Obama targets campus sexual assault
President launches task force on sex crimes at colleges alongside release of broader report on sexual violence in U.S.
President Barack Obama signs a memorandum on Tuesday establishing the White House Task Force to Protect Students From Sexual Assault.Mark Wilson/Getty Images
President Barack Obama on Wednesday issued a call to attack the glaring problem of sexual violence on U.S. college campuses, challenging his administration along with law enforcement officials, community leaders, college administrators and students to join a national effort to extinguish violence against women.
“You can judge a nation and how successful it will be, based on how it treats its women and its girls," Obama said.
The president’s remarks came as a damning new White House report (PDF) said that nearly 1 in 5 college women are the victims of sexual assault, and that only 12 percent of victims report the incidents. The report, written by the White House Council on Women and Girls, was released in conjunction with the establishment of a new presidential task force that aims to combat rape on college campuses.
In announcing the report Wednesday, Obama called sexual assault “an affront to our basic decency and humanity.”
“And wherever it occurs — whether it’s in our neighborhoods or on our college campuses, our military bases or our tribal lands — it has to matter to all of us," he said.
You can judge a nation and how successful it will be, based on how it treats its women and its girls.

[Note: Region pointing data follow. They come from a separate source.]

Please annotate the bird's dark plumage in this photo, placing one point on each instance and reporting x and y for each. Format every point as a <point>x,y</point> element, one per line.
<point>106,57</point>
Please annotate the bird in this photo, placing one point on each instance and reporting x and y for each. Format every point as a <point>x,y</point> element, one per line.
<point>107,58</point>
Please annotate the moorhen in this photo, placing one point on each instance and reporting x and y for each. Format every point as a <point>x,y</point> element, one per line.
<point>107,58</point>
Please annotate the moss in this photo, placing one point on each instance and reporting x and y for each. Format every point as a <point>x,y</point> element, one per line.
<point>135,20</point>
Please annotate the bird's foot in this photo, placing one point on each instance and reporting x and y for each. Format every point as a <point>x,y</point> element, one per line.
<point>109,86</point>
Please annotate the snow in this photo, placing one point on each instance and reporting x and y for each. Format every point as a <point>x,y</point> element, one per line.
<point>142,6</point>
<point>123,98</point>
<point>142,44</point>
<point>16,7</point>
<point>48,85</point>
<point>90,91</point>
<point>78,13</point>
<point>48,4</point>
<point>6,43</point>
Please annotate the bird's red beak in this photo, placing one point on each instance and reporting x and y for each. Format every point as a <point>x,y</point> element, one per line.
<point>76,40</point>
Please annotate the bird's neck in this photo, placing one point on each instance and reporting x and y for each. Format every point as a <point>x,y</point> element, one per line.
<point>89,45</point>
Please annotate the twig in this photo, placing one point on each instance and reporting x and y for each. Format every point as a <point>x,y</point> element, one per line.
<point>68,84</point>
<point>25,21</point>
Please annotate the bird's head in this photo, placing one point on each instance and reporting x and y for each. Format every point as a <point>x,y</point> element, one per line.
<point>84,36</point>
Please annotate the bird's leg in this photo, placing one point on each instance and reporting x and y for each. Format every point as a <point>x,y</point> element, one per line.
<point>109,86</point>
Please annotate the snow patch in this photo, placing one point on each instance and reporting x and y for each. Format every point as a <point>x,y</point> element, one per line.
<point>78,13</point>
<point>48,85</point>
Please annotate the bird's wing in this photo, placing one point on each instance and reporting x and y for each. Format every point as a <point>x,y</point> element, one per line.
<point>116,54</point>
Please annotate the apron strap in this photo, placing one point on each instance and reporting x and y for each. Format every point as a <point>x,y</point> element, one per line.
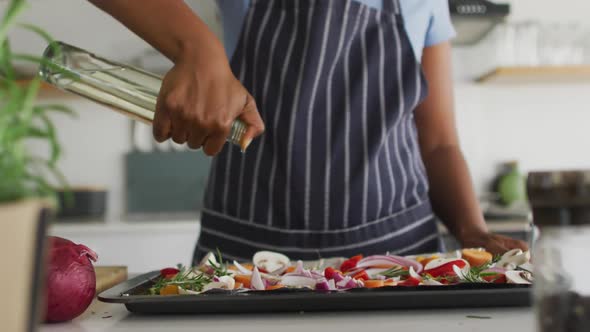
<point>392,6</point>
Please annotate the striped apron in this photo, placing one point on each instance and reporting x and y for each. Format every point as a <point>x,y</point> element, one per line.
<point>338,171</point>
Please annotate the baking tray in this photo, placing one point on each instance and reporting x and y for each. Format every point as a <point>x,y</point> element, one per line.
<point>130,293</point>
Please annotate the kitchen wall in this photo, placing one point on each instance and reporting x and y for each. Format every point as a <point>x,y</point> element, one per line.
<point>541,125</point>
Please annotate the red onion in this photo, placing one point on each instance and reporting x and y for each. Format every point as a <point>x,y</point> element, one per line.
<point>71,281</point>
<point>322,285</point>
<point>256,280</point>
<point>498,270</point>
<point>298,281</point>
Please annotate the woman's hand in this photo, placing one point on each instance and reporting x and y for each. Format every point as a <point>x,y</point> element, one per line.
<point>494,243</point>
<point>200,97</point>
<point>198,103</point>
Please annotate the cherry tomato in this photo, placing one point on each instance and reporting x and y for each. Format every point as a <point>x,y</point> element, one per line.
<point>329,273</point>
<point>361,275</point>
<point>410,282</point>
<point>446,269</point>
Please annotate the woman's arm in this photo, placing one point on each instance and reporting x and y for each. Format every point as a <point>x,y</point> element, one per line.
<point>200,97</point>
<point>451,188</point>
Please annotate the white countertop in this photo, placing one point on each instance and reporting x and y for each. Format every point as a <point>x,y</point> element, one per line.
<point>113,317</point>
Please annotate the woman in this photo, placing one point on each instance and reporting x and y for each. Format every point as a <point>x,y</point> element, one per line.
<point>360,151</point>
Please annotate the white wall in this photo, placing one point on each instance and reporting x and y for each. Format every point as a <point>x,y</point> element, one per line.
<point>543,126</point>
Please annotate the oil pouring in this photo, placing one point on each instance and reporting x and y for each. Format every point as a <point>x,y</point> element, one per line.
<point>123,88</point>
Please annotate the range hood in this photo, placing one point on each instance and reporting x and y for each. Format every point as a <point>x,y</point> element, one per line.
<point>474,19</point>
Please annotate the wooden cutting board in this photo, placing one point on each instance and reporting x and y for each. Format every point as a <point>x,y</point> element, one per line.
<point>109,276</point>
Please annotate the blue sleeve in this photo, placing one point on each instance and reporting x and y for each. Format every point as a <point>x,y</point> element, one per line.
<point>440,27</point>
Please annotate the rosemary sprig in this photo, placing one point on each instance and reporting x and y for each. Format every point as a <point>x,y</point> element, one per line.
<point>394,272</point>
<point>186,279</point>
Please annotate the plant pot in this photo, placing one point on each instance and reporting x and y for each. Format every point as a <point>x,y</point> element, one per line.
<point>24,227</point>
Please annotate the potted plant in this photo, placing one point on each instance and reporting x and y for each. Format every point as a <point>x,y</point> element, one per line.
<point>26,192</point>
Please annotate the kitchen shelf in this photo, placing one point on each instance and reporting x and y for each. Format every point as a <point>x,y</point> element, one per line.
<point>537,74</point>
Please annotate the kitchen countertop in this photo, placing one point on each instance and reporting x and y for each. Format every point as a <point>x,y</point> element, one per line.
<point>114,317</point>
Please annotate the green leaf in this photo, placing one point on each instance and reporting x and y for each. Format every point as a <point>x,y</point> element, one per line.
<point>6,68</point>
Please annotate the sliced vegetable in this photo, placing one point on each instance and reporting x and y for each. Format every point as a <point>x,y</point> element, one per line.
<point>299,281</point>
<point>444,267</point>
<point>169,290</point>
<point>350,263</point>
<point>273,287</point>
<point>169,272</point>
<point>514,258</point>
<point>329,273</point>
<point>476,257</point>
<point>242,269</point>
<point>389,282</point>
<point>372,283</point>
<point>518,277</point>
<point>362,275</point>
<point>411,281</point>
<point>256,281</point>
<point>272,262</point>
<point>245,280</point>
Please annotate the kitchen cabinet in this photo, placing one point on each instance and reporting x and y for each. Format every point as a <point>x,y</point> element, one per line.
<point>537,74</point>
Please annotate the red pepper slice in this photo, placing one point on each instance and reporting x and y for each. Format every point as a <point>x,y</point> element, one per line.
<point>350,263</point>
<point>347,265</point>
<point>329,273</point>
<point>446,270</point>
<point>410,282</point>
<point>169,272</point>
<point>361,275</point>
<point>495,279</point>
<point>356,258</point>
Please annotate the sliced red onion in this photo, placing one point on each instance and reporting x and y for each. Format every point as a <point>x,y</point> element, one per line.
<point>242,269</point>
<point>338,277</point>
<point>433,264</point>
<point>347,283</point>
<point>431,282</point>
<point>298,281</point>
<point>377,260</point>
<point>342,283</point>
<point>256,281</point>
<point>375,273</point>
<point>322,285</point>
<point>354,271</point>
<point>299,267</point>
<point>414,274</point>
<point>498,270</point>
<point>332,284</point>
<point>215,285</point>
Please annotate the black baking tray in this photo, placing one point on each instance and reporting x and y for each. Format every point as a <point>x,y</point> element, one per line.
<point>130,293</point>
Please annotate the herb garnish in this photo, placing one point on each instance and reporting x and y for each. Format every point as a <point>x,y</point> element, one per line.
<point>186,278</point>
<point>394,272</point>
<point>219,268</point>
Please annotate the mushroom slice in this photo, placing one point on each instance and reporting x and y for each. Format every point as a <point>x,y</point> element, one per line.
<point>519,277</point>
<point>271,262</point>
<point>513,258</point>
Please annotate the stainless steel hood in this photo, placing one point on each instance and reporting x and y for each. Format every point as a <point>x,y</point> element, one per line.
<point>474,19</point>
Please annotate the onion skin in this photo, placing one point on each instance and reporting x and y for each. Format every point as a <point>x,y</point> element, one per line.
<point>70,280</point>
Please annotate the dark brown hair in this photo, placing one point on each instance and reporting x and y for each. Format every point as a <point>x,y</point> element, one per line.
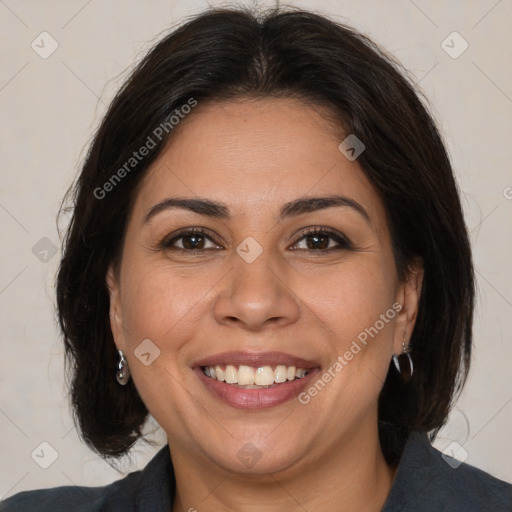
<point>223,54</point>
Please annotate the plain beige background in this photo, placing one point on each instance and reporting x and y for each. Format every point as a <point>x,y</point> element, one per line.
<point>50,107</point>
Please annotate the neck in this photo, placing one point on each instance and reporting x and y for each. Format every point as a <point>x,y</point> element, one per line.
<point>351,474</point>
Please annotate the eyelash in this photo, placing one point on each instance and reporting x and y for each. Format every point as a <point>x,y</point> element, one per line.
<point>342,241</point>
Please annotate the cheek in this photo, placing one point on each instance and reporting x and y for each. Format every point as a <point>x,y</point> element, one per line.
<point>352,298</point>
<point>161,305</point>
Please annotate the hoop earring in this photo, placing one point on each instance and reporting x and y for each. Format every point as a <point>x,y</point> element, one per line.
<point>403,363</point>
<point>123,372</point>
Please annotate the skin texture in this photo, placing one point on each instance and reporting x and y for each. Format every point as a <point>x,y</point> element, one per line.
<point>255,156</point>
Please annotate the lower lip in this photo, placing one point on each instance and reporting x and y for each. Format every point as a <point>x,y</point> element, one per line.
<point>255,399</point>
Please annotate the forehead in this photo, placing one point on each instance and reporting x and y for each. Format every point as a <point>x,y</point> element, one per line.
<point>256,155</point>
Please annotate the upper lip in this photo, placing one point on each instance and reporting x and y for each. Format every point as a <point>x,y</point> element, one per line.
<point>255,359</point>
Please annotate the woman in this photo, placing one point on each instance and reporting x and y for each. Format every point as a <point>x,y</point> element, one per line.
<point>268,254</point>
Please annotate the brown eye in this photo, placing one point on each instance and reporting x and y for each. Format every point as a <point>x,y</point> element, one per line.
<point>190,240</point>
<point>321,240</point>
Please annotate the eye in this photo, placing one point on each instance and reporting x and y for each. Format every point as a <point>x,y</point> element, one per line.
<point>191,240</point>
<point>319,240</point>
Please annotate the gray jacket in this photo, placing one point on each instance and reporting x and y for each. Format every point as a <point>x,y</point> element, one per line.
<point>426,481</point>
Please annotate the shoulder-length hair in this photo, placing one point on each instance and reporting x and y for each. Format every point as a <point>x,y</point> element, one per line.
<point>223,54</point>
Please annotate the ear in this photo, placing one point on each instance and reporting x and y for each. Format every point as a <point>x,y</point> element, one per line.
<point>408,296</point>
<point>115,313</point>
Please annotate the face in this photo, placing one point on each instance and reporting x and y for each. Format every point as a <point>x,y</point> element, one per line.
<point>266,281</point>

The report mentioned a number of patterns involved in campus assaults, including:
- The majority of sexual assault victims are well acquainted with their attackers prior to being assaulted.
- There is a relatively high incidence of incapacitated assault, meaning the victims were drunk, on drugs or otherwise impaired at the time of the assaults.
- As many as 63 percent of perpetrators are serial rapists, with an average of six assaults committed per person.
The new White House Task Force to Protect Students From Sexual Assault set itself a 90-day target for submitting proposals and recommendations to the president.
The submissions will include an overview of protection measures currently in place on campuses around the country, an initiative to make federal enforcement guidelines clearer to colleges and students, and a drive to promote more coordination among federal government agencies to prevent campus sexual assault.
Current U.S. laws require schools that receive federal funding, and take part in federal financial aid programs, to report sexual violence and take measures against it.
The issue of sexual violence on college campuses drew national media attention last fall when Florida State student athlete Jameis Winston was accused of raping a fellow student and Florida authorities ultimately declined to press charges.
Curtailing sex crimes
Looking beyond college campuses, the White House report also focused on a number of shortcomings in the country’s efforts to curtail sex crimes.
Declaring that the criminal justice response to sexual assault in general is too often inadequate, the report set a goal of increasing arrest, prosecution and conviction rates. It did not set specific targets for rates of change.
The report said a lack of training led to law officers often being reluctant to investigate sex crimes — a situation that can lead to low arrest and prosecution rates. It said that the federal government should promote training and help police increase testing of DNA evidence collected from victims.
The report also said efforts were continuing to confront sexual assault in the military.
In August, Defense Secretary Chuck Hagel introduced Pentagon guidelines to combat rape in the armed services. According to an assessment by the Pentagon released in November, reports of sexual assault in the military were up 46 percent in 2013, with 3,553 sexual-assault complaints from October 2012 through June 2013, compared with 2,434 over the same period a year earlier.
In his remarks Wednesday, Obama — who has two daughters — said that while he hopes the United States can be a leader in instilling a culture of respect for women, national progress remains inadequate.
"We must — and can — continue to change our nation’s attitudes about these crimes," the report said. "Sexual assault is pervasive because our culture still allows it to persist."